Coordinates - Visualization perspective

Faceting - Visual drill-down into data

Themes - COntrols the details of display

Working with grammer of graphics:

ggplot2 visualization has three required components:

  1. Data

  2. Aesthetics

  3. Layers

if(!require(ggplot2)) {install.packages("ggplot2")}
## Loading required package: ggplot2
library(ggplot2)

if(!require(ggthemes)) {install.packages("ggthemes")}
## Loading required package: ggthemes
library(ggthemes)

str(mpg)
## Classes 'tbl_df', 'tbl' and 'data.frame':    234 obs. of  11 variables:
##  $ manufacturer: chr  "audi" "audi" "audi" "audi" ...
##  $ model       : chr  "a4" "a4" "a4" "a4" ...
##  $ displ       : num  1.8 1.8 2 2 2.8 2.8 3.1 1.8 1.8 2 ...
##  $ year        : int  1999 1999 2008 2008 1999 1999 2008 1999 1999 2008 ...
##  $ cyl         : int  4 4 4 4 6 6 6 4 4 4 ...
##  $ trans       : chr  "auto(l5)" "manual(m5)" "manual(m6)" "auto(av)" ...
##  $ drv         : chr  "f" "f" "f" "f" ...
##  $ cty         : int  18 21 20 21 16 18 18 18 16 20 ...
##  $ hwy         : int  29 29 31 30 26 26 27 26 25 28 ...
##  $ fl          : chr  "p" "p" "p" "p" ...
##  $ class       : chr  "compact" "compact" "compact" "compact" ...

Vis 1

This graphic is a traditional stacked bar chart. This graphic works on the mpg dataset, which is built into the ggplot2 library.
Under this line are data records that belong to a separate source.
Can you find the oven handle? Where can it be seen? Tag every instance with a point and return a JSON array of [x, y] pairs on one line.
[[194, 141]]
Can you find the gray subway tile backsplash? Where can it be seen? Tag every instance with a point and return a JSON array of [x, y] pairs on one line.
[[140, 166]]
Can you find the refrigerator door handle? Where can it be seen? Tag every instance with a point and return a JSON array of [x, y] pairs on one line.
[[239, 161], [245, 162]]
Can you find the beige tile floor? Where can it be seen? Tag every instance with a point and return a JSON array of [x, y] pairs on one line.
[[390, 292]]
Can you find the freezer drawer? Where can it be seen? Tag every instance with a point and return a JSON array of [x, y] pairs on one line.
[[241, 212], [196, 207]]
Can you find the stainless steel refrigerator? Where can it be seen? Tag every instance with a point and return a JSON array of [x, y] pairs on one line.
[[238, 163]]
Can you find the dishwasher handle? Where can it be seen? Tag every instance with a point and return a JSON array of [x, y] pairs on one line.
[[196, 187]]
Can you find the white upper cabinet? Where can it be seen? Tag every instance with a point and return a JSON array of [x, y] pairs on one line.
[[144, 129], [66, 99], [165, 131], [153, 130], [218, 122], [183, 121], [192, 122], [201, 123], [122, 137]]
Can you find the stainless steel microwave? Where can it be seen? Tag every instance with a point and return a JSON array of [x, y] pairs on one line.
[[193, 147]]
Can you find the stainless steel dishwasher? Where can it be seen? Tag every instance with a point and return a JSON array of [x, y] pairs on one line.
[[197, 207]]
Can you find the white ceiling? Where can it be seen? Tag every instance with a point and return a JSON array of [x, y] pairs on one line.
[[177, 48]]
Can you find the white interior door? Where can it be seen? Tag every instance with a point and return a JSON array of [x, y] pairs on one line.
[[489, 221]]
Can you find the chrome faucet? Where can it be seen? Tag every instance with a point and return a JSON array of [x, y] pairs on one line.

         mpg$trans <- as.factor(mpg$trans)
         ggplot(mpg, aes(class, fill = trans))+ # Data and aesthetics [x =axis is "class"]
         geom_bar()+ # layer, barplot
         labs(fill = "Transmission") # Label

Vis 2

This is a boxplot built using the mpg dataset. Classic theme is used to have plain background.

        mpg$manufacturer <- as.factor(mpg$manufacturer)
        ggplot(mpg,aes(manufacturer,hwy))+ #Data and aesthetics
        theme_classic()+ #Theme
        geom_boxplot()+ # Layer
        coord_flip()+ # Coordinates
        labs(y="Highway Fuel Efficiency(miles/gallon) ",x="Vehicle Manufacturer") #Labels

Vis 3

      ggplot(diamonds, aes(x=price,color=cut,fill=cut)) + # Data and aesthetics
      theme_economist() + # economist background theme
      geom_density(aes(fill=factor(cut)), alpha=0.25) + # Transparent Density plot 
      labs(x="Diamond Price (USD)", y="Density", title="Diamond Price Density ") # Labels

Vis 4

      ggplot(iris, aes(x = Sepal.Length, y = Petal.Length)) + # Data and aesthetics
      theme_bw() + #white background theme
      theme(panel.border = element_blank(),axis.ticks = element_blank()) + # Removing border and removinf x-axis and y-axis ticks
      geom_point() +  # Scatterplot
      geom_smooth(method = "lm") + # curve fitting , linear regression
      labs(x="Iris Sepal Length", y="Iris Petal Length", title = "Relationship between Petal and Sepal Length") # Labels

Vis 5

      ggplot(data=iris, aes(x = Sepal.Length, y = Petal.Length, color=Species)) + # Data and aesthetics
      theme_bw() + # White background
      theme(legend.position="bottom", panel.border = element_blank(), panel.grid.minor = element_blank(),panel.grid.major = element_blank()) + # Removing background grid and border
      geom_point() + # Scatter plot
      geom_smooth(method=lm, se = F, stat = "smooth") + # Curve fitting 
      labs(x="Iris Sepal Length", y="Iris Petal Length", title = "Relationship between Petal and Sepal Length", subtitle = "Species level comparison")